In times of adversity... individuals in societies marked by high levels of trust are more satisfied with their lives and act more benevolently. 

At the same time, we should also consider how a society enables its citizens to reflect the image of God. Societies with high levels of social trust create space for a variety of positive actions and characteristics. The World Happiness Report studies people’s sense of life satisfaction worldwide. It routinely finds that in times of adversity, like the Great Recession in 2008 or the COVID pandemic, individuals in societies marked by high levels of trust are more satisfied with their lives and act more benevolently than others.
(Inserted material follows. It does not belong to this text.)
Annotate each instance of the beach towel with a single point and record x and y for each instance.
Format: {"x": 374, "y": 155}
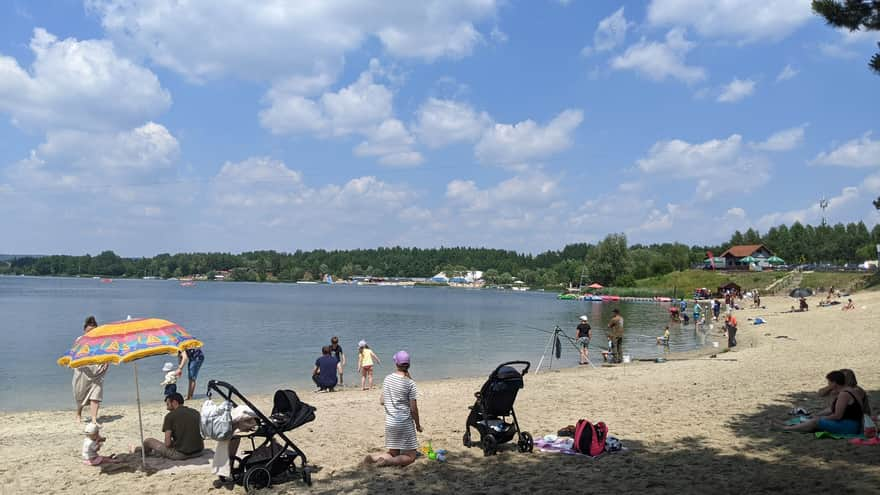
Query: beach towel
{"x": 837, "y": 436}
Again, these social forces are not the same as GDP, yet they have a significant ability to shape the extent to which citizens can reflect the image of God, and thereby flourish.  

In my work for the Joseph Centre for Dignified Work, I am particularly concerned with low-wage workers’ pay and conditions. As I have argued elsewhere, low pay leads to some workers needing to take on two or more jobs. They, consequently, have no time to see their children, nourish their faith, or participate in community institutions. It is clear, therefore, that the widespread pattern of paying below the Real Living Wage (£11.94 p/h in London, £10.90 elsewhere), hinders people in their expression of love for God, family and neighbour. Pay and conditions are but one further example, amongst many, of how societal forces can hinder or help our flourishing in the reflection of the image of God.  

Needless to say, GDP and GDWe are still useful and necessary tools. However, they do not tell the full story. GDP only describes the progress of the economy as a whole, and GDWe can only describe the quality of an average person’s life. In contrast, when we set a goal that each citizen should reflect the image of God, we can begin to explore how societal forces enable or squeeze out this aim. With this greater knowledge in mind, we can strive for progress in our nation by fostering good structures and stamping out bad ones, so that all may reflect the image of God to the greatest of their ability.